Dans cet entretien, Saad Saïd, auteur du livre «Amar Ezzahi, une légende de renouveau de la chanson chaâbi», révèle l’âme de cet artiste emblématique. Entre discrétion et générosité, le chanteur a marqué son époque par son humanisme. A travers cet ouvrage, l’auteur offre un regard intime sur l’homme qui fut le «grand frère» et l’ami fidèle d’un peuple qu’il a toujours aimé.

Par Mirane M.

Le Jour d’Algérie : Amar Ezzahi était un chanteur qui subjuguait les foules, quel était son secret ?
Saad Saïd : Ezzahi était un chanteur populaire. Il y a peu de chanteurs populaires comme lui. Les mélomanes écoutaient Ezzahi de façon différente par rapport aux autres parce qu’il savait leur parler. Ceux qui
l’écoutaient avaient l’impression étrange mais réelle, qu’il s’adressait directement à eux. Il voyageait avec dextérité d’un monde à l’autre, il savait que le mandole était une source d’inspiration. Dans ses qacidates très imagées, on voyait des princes, des héros d’un autre temps, des carrosses, des sirènes, des poltrons devenus rois, des animaux de pays lointains. Ses fans écoutaient et faisaient le parallèle avec le monde moderne. Dans leur imagination, ils transposaient les faits du récit à la réalité, c’est une chose fabuleuse qui ravit l’esprit ; voilà le secret, la force de Ezzahi.

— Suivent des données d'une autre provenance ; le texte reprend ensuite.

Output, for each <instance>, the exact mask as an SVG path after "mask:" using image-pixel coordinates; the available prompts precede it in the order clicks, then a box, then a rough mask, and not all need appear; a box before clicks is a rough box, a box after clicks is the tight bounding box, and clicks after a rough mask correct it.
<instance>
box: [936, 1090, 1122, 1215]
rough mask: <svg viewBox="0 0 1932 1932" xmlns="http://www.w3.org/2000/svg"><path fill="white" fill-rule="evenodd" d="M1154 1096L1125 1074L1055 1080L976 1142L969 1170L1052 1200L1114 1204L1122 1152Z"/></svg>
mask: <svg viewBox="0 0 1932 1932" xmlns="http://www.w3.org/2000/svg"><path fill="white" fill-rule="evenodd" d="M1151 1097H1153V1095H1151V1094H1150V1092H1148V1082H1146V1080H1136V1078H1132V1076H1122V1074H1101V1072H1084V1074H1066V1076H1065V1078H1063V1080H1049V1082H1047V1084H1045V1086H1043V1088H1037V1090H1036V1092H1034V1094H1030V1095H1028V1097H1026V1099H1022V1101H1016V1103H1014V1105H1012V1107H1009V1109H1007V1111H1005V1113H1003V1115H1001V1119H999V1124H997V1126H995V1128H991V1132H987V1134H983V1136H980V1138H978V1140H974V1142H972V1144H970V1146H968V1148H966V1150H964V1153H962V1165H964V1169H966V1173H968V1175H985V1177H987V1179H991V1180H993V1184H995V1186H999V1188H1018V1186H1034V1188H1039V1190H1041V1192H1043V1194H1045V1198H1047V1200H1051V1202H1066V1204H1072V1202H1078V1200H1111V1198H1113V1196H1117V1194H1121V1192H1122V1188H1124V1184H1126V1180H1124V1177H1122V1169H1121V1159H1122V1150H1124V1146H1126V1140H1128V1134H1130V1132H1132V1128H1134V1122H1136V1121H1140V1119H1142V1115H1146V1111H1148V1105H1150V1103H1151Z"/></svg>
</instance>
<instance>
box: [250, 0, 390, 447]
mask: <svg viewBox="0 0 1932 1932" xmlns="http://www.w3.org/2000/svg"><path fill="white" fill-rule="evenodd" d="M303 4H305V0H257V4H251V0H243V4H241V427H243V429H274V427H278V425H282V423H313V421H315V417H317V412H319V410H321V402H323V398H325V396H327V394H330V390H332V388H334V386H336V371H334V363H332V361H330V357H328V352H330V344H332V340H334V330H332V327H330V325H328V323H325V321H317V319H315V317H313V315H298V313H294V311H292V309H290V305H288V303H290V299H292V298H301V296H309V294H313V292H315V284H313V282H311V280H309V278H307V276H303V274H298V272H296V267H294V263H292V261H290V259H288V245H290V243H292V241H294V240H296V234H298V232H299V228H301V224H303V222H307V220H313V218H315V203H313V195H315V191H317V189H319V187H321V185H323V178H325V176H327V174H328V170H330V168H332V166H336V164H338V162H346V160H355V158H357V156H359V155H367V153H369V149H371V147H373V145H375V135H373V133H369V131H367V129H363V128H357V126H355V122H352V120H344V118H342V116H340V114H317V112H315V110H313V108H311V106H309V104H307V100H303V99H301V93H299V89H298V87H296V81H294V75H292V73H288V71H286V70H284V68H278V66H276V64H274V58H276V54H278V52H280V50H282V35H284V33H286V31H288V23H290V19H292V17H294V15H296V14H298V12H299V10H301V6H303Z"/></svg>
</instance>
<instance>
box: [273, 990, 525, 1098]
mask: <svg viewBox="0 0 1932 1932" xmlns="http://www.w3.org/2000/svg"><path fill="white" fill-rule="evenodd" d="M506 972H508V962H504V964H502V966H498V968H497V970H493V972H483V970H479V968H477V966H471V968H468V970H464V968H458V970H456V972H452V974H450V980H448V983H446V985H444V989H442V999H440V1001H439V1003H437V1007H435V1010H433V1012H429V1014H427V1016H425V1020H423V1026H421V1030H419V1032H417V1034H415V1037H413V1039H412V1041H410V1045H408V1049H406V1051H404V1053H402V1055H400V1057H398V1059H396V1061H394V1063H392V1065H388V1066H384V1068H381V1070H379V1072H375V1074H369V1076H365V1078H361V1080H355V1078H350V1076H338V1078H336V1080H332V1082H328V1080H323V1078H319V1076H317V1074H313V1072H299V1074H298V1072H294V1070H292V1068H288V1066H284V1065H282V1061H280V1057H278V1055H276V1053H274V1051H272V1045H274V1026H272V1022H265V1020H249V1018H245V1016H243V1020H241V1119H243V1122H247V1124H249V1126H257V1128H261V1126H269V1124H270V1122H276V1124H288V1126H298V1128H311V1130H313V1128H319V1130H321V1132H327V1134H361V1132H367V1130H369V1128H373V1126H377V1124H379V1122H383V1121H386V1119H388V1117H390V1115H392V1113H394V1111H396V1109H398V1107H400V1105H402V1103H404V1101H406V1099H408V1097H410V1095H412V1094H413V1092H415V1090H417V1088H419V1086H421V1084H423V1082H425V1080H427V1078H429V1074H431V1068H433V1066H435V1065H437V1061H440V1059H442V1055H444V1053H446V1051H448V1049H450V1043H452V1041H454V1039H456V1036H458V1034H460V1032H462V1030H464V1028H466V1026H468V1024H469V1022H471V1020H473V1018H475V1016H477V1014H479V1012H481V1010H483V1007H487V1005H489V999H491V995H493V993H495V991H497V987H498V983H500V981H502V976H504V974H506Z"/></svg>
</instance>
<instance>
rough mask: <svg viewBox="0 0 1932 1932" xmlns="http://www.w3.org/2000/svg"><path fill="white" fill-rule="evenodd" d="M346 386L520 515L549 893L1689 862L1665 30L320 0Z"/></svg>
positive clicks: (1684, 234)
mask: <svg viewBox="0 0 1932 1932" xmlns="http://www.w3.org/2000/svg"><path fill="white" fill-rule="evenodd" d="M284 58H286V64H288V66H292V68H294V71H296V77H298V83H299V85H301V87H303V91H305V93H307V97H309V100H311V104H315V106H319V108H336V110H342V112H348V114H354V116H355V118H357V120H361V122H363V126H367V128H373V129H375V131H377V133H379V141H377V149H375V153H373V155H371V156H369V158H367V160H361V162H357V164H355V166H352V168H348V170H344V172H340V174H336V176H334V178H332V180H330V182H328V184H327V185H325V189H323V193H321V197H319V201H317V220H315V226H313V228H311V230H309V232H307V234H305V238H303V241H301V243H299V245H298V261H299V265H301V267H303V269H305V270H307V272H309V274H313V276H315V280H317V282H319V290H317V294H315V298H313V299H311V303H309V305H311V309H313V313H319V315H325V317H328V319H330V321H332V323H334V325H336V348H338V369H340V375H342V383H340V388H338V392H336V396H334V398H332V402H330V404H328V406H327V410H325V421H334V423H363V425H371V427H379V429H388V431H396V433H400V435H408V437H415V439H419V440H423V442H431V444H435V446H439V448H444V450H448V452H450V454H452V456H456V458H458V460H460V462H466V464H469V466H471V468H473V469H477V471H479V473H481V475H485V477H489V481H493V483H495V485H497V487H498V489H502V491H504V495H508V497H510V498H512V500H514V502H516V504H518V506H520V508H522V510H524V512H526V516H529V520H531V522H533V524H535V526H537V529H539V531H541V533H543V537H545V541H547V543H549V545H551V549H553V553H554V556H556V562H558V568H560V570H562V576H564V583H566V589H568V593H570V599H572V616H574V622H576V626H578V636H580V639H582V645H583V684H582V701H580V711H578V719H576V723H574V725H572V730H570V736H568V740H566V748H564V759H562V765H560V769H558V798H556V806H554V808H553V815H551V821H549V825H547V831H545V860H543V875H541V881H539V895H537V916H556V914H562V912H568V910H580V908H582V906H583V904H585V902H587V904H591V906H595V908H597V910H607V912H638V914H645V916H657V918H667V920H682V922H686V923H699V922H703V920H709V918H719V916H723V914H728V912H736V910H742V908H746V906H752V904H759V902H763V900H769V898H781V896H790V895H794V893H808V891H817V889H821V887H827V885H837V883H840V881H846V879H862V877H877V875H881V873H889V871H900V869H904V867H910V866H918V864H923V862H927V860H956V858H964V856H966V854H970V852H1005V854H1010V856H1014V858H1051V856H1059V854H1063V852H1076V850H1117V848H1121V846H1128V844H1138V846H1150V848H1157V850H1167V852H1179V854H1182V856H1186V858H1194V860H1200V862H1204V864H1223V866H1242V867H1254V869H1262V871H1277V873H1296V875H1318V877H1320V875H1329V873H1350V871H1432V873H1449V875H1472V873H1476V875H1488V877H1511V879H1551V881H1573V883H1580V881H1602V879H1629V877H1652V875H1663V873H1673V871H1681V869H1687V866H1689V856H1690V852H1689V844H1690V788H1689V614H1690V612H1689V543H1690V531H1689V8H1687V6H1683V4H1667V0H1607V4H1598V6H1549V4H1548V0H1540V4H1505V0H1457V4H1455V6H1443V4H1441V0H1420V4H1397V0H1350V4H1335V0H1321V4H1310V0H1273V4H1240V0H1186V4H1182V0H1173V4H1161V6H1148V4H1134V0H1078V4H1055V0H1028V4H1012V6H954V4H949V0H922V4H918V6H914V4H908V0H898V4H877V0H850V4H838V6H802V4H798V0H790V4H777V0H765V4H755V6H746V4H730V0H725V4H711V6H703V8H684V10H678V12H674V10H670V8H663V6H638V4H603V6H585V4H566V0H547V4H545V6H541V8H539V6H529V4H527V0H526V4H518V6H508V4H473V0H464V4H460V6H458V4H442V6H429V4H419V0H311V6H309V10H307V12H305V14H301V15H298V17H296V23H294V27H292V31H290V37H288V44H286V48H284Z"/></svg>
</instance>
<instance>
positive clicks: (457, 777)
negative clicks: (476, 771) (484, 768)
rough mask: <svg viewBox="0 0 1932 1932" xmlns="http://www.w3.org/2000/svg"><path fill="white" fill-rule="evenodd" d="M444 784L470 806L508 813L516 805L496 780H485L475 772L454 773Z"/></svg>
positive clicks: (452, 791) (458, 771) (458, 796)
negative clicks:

Ce chanteur hors pair qui estimait que la musique n’a de sens qu’avec l’apport des paroles, traitait le langage avec autant de respect que la mélodie, se refusant à rester prisonnier de cette dernière. Il intégrait dans ses qacidate des airs et des rythmes parfois étrangers sans que le fond maghrébin en fût affecté. Sa musique participait à sa manière, au fondement d’une nouvelle personnalité sur une nouvelle génération.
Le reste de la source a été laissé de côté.